# Redesigned Goodrum/Fechter BMS



## MalcolmB (Jun 10, 2008)

Just thought some of you might like to know that Richard Fechter and Gary Goodrum on the Endless Sphere forum have come up with a redesigned version of their BMS that looks as if it could be an excellent solution for many of us: http://endless-sphere.com/forums/viewtopic.php?f=14&t=5416&start=1455

(see GGoodrum's post near the bottom of the page)

Seems like they're planning to offer a surface mount version early next year.


----------



## dimitri (May 16, 2008)

Funny how we go from no BMSs to too many BMSs in a matter of months  , same thing happening with motor controllers ,chargers and even batteries as well. This is a great time to do an EV conversion. I bet people who built EVs 10 years ago are so jealous


----------



## tomofreno (Mar 3, 2009)

Hmmm...shares quite a few features with Dimitri's, but more complex. There never seems to be much discussion on how you get the charger output to be about equal to the shunt current when a shunt comes on. I am charging at 30A. If a shunt comes on and starts shunting 1A, big deal, the energy dissipated will be insignificant, the cell voltage will continue to climb and hit HVC in a couple minutes, permitting very little balancing. I can use a signal from the board to cut back the charging current to a low level, but many chargers do not have this option. 

I am not using a bms now and the cell rest voltages have gotten MORE balanced over time, all within a few mV range. There is 10x that range during charging, but I think that is mainly due to differences in internal resistance, as it is a function of charging current. I expect there are much larger differences during discharge, and ordered a couple of those little jinsu cell loggers to see. Maybe the optimum is to "balance" cells so they are all at the same dynamic voltage under a 100A load at the low end - say 3V. No idea how you could do such a thing automatically, but you should be able to do it manually by tweeking cell socs and datalogging until you get it right. The cell log data should be very interesting - I see several at the ES site are doing the same. My experience is that all this is pretty needless if you just size your pack so you can stay away from the steep slopes on the voltage versus Ah charge/discharge curves. Life is very simple then as Jack has demonstrated for a year, and I am now seeing. Of course I expect eventually something will drift with age as cells degrade.


----------



## Overlander23 (Jun 15, 2009)

I think the charge current runs through the BMS. Current is controlled by PWMed FETs, so direct control of the charger isn't needed since the BMS can do the throttling.

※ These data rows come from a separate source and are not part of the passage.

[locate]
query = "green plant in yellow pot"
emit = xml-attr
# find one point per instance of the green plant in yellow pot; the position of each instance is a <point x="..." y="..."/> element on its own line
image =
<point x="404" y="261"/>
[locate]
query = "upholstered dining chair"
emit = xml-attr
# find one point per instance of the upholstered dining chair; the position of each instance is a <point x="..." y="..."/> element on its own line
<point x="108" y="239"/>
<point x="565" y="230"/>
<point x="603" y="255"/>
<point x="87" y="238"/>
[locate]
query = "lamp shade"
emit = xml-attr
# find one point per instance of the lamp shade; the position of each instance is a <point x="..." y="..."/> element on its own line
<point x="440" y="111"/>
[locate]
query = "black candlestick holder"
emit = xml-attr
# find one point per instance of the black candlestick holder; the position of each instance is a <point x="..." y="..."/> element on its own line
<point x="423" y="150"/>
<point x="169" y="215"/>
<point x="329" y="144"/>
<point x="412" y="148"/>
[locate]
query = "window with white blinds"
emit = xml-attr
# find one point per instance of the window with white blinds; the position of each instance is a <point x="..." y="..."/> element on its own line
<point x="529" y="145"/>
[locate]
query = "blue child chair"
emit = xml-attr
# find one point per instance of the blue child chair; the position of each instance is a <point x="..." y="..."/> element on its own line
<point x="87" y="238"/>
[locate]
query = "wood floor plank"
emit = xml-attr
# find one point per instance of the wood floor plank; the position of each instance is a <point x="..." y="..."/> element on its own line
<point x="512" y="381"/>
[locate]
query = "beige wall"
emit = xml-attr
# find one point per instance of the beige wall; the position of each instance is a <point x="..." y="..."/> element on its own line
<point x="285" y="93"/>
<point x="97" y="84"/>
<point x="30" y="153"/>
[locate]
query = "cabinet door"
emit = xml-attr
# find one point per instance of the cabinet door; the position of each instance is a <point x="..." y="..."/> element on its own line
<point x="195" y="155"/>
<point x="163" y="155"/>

Or was that another system?


----------



## MalcolmB (Jun 10, 2008)

That's right, the BMS uses the high voltage cutoff (HVC) signal to modulate the charger current by PWM. The maximum shunt current is 2A. Once all the cells have reached the HVC the charger is disconnected. On this new version you can also choose to end charging as soon as the first cell reaches HVC, or after a preset balancing period.

I'm using an earlier version of this board, which had a lower shunt current and voltage limit, on my motorcycle and it's worked very well in testing so far, once I'd corrected my soldering mistakes...


----------



## AndyH (Jun 15, 2008)

I'll be involved with beta testing the new board after Christmas and will upgrade my BMS building service once they're 'ready for prime time' - likely in January.

The new charger control section allow control of chargers from standard power supplies up thru smart chargers - to about 50A charge input.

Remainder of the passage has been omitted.